The one sour note in our encounter came towards the end when we veered into an exchange on the Semitic cast of the Thatcher government. I pointed out that it was Thatcher who had given the Chief Rabbi a seat in the Lords for the first time, and she immediately reminisced: "Yes, I went to dinner once at his house - the food was absolutely revolting: smelly, overcooked cauliflower. Then, when it came to saying grace the Chief Rabbi delivered a 25-minute- long lecture on abortion - where we were, where we should be going." A preternaturally sensitive, anti-Semitic Jew myself, I would have jumped down the throat of almost any Gentile who related the smelliness of a prelate's cabbage to his views on the sanctity of human life - even if that relation was solely one of verbal contiguity, rather than any form of causality. However, to imagine for a second that Mary Warnock was an anti-Semite would've been as crazy as chatting to a severed head which was resting in a sack on the passenger seat of my car. It was the bad manners and the fundamentalism she'd objected to; after all, if there's one thing everyone knows without the need for an Intelligent Guide, cuisine is the very nadir of Jewish culture.

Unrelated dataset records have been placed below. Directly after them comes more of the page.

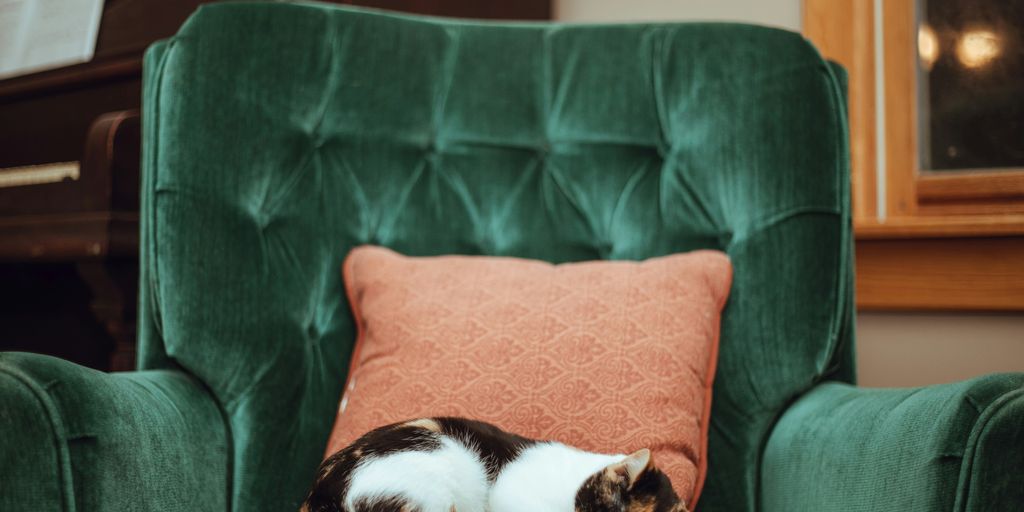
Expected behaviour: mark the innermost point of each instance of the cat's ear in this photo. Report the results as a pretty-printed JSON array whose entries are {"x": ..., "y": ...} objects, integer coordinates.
[{"x": 633, "y": 466}]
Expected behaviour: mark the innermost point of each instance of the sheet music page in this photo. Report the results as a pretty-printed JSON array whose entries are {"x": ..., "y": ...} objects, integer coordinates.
[{"x": 37, "y": 35}]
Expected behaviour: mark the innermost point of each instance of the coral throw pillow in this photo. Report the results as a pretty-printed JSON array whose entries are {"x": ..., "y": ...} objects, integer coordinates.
[{"x": 608, "y": 356}]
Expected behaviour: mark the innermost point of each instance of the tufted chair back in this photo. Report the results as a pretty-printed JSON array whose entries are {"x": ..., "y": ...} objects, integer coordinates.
[{"x": 278, "y": 136}]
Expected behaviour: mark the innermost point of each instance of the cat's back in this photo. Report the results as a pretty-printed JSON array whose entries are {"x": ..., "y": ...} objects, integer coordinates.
[
  {"x": 545, "y": 477},
  {"x": 426, "y": 465}
]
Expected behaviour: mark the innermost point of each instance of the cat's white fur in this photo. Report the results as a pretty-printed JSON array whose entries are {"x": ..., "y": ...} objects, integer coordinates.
[
  {"x": 458, "y": 479},
  {"x": 544, "y": 477}
]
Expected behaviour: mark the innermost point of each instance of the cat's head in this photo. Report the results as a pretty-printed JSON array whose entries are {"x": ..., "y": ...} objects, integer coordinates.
[{"x": 631, "y": 485}]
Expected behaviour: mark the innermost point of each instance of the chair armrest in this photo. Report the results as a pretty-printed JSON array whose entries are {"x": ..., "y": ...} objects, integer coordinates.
[
  {"x": 951, "y": 446},
  {"x": 74, "y": 438}
]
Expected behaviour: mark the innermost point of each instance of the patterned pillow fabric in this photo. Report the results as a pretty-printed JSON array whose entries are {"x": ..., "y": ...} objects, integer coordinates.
[{"x": 608, "y": 356}]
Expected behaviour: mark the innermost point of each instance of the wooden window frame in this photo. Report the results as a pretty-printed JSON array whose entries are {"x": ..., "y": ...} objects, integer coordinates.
[{"x": 950, "y": 241}]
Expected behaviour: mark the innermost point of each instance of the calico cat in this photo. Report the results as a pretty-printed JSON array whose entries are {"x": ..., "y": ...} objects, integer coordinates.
[{"x": 459, "y": 465}]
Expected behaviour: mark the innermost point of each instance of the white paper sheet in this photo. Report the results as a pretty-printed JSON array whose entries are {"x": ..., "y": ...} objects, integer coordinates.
[{"x": 37, "y": 35}]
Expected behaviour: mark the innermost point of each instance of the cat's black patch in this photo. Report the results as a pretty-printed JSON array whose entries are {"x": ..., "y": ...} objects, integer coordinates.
[
  {"x": 334, "y": 473},
  {"x": 384, "y": 505},
  {"x": 496, "y": 446},
  {"x": 652, "y": 492},
  {"x": 607, "y": 492}
]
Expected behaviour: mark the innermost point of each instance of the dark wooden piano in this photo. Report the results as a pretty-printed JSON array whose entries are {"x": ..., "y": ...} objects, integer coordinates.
[{"x": 70, "y": 175}]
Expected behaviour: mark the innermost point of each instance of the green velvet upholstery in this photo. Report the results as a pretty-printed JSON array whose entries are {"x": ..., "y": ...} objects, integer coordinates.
[
  {"x": 278, "y": 136},
  {"x": 75, "y": 438},
  {"x": 954, "y": 446}
]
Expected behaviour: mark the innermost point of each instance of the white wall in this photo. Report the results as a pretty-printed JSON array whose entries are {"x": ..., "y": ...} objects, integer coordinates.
[
  {"x": 784, "y": 13},
  {"x": 893, "y": 349},
  {"x": 914, "y": 349}
]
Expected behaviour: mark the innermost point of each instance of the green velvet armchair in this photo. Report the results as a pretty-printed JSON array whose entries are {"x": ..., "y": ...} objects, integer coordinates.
[{"x": 278, "y": 136}]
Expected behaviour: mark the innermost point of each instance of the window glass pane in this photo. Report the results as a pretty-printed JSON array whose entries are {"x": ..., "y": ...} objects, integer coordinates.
[{"x": 971, "y": 84}]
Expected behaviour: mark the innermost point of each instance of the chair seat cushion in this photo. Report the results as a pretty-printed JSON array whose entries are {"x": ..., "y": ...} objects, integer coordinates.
[{"x": 608, "y": 356}]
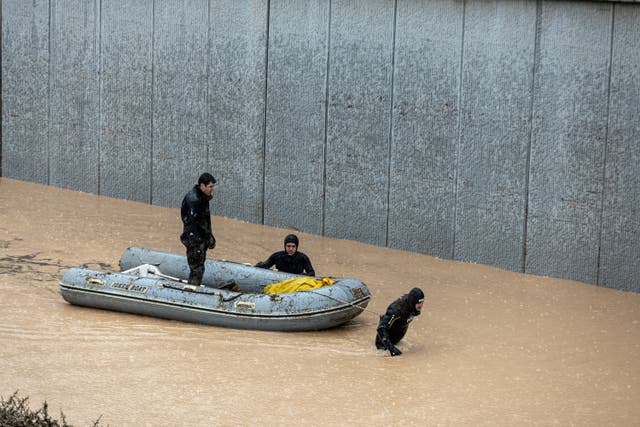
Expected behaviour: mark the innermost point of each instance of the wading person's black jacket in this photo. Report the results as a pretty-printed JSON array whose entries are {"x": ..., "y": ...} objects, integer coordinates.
[{"x": 196, "y": 218}]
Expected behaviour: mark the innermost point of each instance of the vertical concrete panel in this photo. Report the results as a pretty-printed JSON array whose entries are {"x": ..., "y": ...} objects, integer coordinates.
[
  {"x": 296, "y": 88},
  {"x": 360, "y": 71},
  {"x": 236, "y": 106},
  {"x": 499, "y": 44},
  {"x": 75, "y": 94},
  {"x": 569, "y": 128},
  {"x": 25, "y": 90},
  {"x": 125, "y": 146},
  {"x": 180, "y": 139},
  {"x": 620, "y": 246},
  {"x": 425, "y": 126}
]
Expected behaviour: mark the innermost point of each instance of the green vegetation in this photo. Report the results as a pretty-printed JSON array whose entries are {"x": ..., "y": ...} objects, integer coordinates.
[{"x": 15, "y": 412}]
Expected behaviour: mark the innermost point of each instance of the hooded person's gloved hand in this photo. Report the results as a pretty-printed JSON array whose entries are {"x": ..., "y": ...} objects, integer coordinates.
[{"x": 392, "y": 348}]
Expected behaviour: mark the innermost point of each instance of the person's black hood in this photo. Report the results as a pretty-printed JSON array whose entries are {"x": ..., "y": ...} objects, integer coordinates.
[
  {"x": 415, "y": 296},
  {"x": 291, "y": 238},
  {"x": 204, "y": 196}
]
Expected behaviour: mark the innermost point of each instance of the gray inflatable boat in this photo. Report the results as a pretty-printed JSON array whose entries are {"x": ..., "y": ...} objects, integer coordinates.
[{"x": 153, "y": 283}]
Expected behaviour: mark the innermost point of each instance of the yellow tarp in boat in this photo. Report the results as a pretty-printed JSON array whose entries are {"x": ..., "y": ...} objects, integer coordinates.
[{"x": 297, "y": 284}]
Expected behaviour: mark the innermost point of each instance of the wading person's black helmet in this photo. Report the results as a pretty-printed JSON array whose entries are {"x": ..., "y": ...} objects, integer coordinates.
[{"x": 291, "y": 238}]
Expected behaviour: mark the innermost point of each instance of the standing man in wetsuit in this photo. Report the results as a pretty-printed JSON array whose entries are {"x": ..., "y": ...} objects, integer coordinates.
[
  {"x": 197, "y": 236},
  {"x": 289, "y": 260},
  {"x": 395, "y": 322}
]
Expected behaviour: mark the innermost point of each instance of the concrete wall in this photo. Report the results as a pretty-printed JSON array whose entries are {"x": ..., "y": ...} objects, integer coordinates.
[{"x": 499, "y": 132}]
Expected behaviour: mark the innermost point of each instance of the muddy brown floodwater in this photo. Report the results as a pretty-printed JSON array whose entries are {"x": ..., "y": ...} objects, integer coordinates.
[{"x": 492, "y": 347}]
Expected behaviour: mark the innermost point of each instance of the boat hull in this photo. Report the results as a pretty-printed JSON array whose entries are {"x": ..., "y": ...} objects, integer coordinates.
[{"x": 317, "y": 309}]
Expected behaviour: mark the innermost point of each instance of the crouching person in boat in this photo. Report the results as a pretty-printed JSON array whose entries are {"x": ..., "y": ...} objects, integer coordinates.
[
  {"x": 290, "y": 260},
  {"x": 394, "y": 323},
  {"x": 197, "y": 236}
]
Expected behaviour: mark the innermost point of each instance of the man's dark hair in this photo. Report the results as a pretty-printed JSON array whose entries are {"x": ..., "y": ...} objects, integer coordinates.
[{"x": 206, "y": 178}]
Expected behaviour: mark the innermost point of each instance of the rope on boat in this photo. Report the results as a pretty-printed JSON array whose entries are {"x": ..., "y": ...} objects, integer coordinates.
[{"x": 344, "y": 302}]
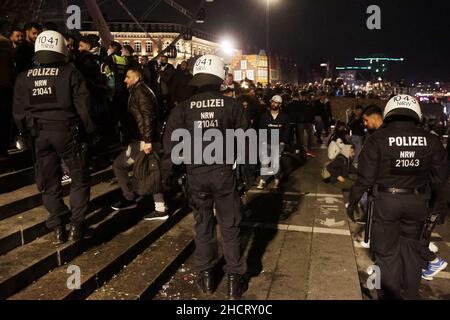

Mary told me that the branch of philosophy she most admired was the philosophy of science, but that she herself was rather more of an historian of philosophic ideas. I'm glad that she said this herself - for it means that I only have to reiterate it. I don't think it can be in any way conceived of as Mary's fault - the limiting constraint is itself epistemological rather than intellectual - but there is very little indeed in her writings on philosophy that could be construed as original. No, she is the very wise pedagogue that she appears to be, and her books are guides to the field, far more so than those of the majority of contemporary academic philosophers. That being said, they're all the better for it. Mary told me that she "abhorred Logical Positivism", with its avowed aim of analysing the meaning of all ethical propositions solely in terms of their empirical verifiability. She laughed heartily when I told her how I'd once heard AJ Ayer being interviewed on the radio, and that when he was asked what, 50 years on, he now thought of Logical Positivism (a school of thought of which he was one of the main exponents), he replied succinctly: "Obviously we were wrong." Linguistic philosophy has, in the post-war period, had a still more pernicious effect on the prose of philosophers, rendering it into a jargon of altogether impenetrable coinages. What a delight Mary's lucid expositions are after these irrelevant tomes full of neologisms.

Mary Warnock represents the best of what Britain has to offer when it comes to providing wise people to undertake weighty deliberations. Given the "extraordinary banality" of Tony Blair's conception of constitutional reform, he could do far worse than to shout to his savage assassin of a press secretary: "Ali! Bring me the head of Mary Warnock!"